Nearly five decades ago, Otis Smith was on the verge of dropping out of medical school when an anonymous benefactor stepped in and paid his tuition.
Not until 35 years later did Smith, the first licensed black pediatrician in Georgia, learn that his patron was Margaret Mitchell.Smith, 69, is vice chairman of Margaret Mitchell House Inc., a foundation devoted to creating a museum of "The Dump," the apartment where Mitchell wrote most of "Gone With the Wind." Germany's Daimler-Benz AG has agreed to pay for restoring the building. Plans are to have it ready in time for the 1996 Olympics.
Smith said that telling his story is the least he can do to help repay the woman who helped finance the education of at least 20 Morehouse College students in the late 1940s. The contributions were mentioned briefly in the autobiography of late Morehouse president Benjamin Mays, but details are only now emerging.
"She was an extremely private person and her generosity toward black medical students would not have been well-received in the political climate of the '40s," Smith said. "She was trying to protect her conservative Atlanta family from possible criticism."
Instead, Mitchell was branded a racist for what some critics said were her insensitive portraits of blacks and a glorification of the Old South in her famous novel.
Although Smith never met Mitchell, he does not believe she was a racist. "Her book describes life the way it was then," said Smith, a former president of the Atlanta NAACP who is retired from medicine. "We may not like it, but that's history."
Mitchell's motivation to improve medical care for blacks was fueled in part by the white medical establishment's cruel treatment of her maid. Carrie Holbrook was dying of cancer, and despite Mitchell's pleas, no white hospital would admit her. Mitchell wrote in subsequent letters to Mays that her donations were given in Hol-brook's memory.
Smith was a Mitchell admirer long before he learned she was his benefactor. During the 1939 premiere of "Gone With the Wind," he strained to catch glimpses of Clark Gable and Vivien Leigh. Afterward, he kept a scrapbook of articles about Mitchell and the event.
As a teenager, Smith vowed to become a doctor when he saw how badly his sick father was treated at a local hospital. Years later, Smith would seek the help of Morehouse College classmate Martin Luther King Jr. in a campaign to desegregate Atlanta's hospitals.
The son of a baker and a maid, Smith paid his way through More-house by delivering newspapers and working on tobacco farms during the summers. He was in his second semester of Meharry Medical College in Nashville when his money ran out.
Desperate, he sought help from Mays, his mentor, who promised he would take care of it. He did, with Mitchell's money.

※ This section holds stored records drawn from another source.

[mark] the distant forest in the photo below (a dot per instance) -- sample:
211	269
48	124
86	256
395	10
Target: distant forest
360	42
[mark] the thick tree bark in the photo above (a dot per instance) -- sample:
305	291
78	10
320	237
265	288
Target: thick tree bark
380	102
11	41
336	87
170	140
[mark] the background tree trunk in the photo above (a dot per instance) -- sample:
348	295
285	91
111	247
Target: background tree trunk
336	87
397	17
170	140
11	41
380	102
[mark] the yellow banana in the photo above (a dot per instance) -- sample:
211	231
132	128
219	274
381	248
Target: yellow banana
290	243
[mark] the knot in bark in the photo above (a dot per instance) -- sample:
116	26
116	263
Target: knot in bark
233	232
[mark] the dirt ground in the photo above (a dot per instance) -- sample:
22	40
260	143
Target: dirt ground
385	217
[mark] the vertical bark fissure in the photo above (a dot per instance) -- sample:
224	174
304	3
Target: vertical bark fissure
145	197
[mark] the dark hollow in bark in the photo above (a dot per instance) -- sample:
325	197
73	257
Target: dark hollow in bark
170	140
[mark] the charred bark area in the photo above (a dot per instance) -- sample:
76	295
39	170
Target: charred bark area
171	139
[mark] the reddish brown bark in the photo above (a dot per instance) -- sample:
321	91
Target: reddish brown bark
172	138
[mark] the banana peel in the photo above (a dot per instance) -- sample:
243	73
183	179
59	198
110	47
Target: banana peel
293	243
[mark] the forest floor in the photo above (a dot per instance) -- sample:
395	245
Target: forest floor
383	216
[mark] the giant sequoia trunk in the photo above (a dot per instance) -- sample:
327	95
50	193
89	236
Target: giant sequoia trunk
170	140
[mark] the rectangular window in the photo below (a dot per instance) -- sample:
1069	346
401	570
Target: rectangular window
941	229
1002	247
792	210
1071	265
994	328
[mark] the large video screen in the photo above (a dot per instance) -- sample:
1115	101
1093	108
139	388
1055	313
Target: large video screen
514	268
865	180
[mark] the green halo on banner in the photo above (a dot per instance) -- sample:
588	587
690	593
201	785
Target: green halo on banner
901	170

Mays and Mitchell exchanged more than 50 letters beginning in 1941, says Ira Joe Johnson, a White House liaison and former Morehouse trustee whose biography of Mays will be published in August.
"It was a secret thing at the time," Johnson said, "but she was very helpful to Morehouse."
The letters reveal a disagreement between Mitchell and Mays about where the future doctors were to practice, Johnson said. Mays wanted no restrictions, but Mitchell insisted they practice in Georgia.
"Georgia is a huge state and it is poor," she wrote in one letter. "It is poor in Negro doctors. I want to better my own state. . . ."
With Johnson's help, Smith hopes to locate other doctors Mitchell assisted.